So is Hamlin more confident than ever? You bet.

“I think truthfully there’s only about five guys who know they can win every single week,” he says. ”(Everybody) says they know they can, (and) hey, all the guys you talk to who don’t (say they can) are probably lying to you. But truthfully, it’s very hard.

“Some guys have better racetracks than others. For me, it was the same way. I knew when I reached good racetracks, I could win at those tracks. I didn’t necessarily have the confidence when I went to Texas or Darlington or Homestead. Now it seems like every racetrack I go to, I really do feel like we can win. That’s a big boost for myself.”

During the first few years of Hamlin’s career, he was only a serious threat on two types of tracks: short-tracks and triangles (of course, Pocono is the only triangle).

Because he came from Late Models and rose through the ranks to Cup racing quickly, Hamlin didn’t get the experience on bigger ovals like other drivers did by spending a couple seasons in Nationwide, Trucks or ARCA.

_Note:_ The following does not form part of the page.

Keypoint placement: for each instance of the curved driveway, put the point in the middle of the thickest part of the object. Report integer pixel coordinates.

“There’s no mile-and-a-half or two-mile tracks in the Late Model series,” Hamlin said. “When I got thrown into this car, basically it was like, ‘Here’s a mile-and-a-half, this is how we think you should drive it.’ I had no idea how to race on these big tracks. And really, realistically, it’s taken three years for me to kind of figure that out.”

Now he has, and now he’s confident. But when it comes to the line between confident and cocky, Hamlin is erring on the side of caution for now.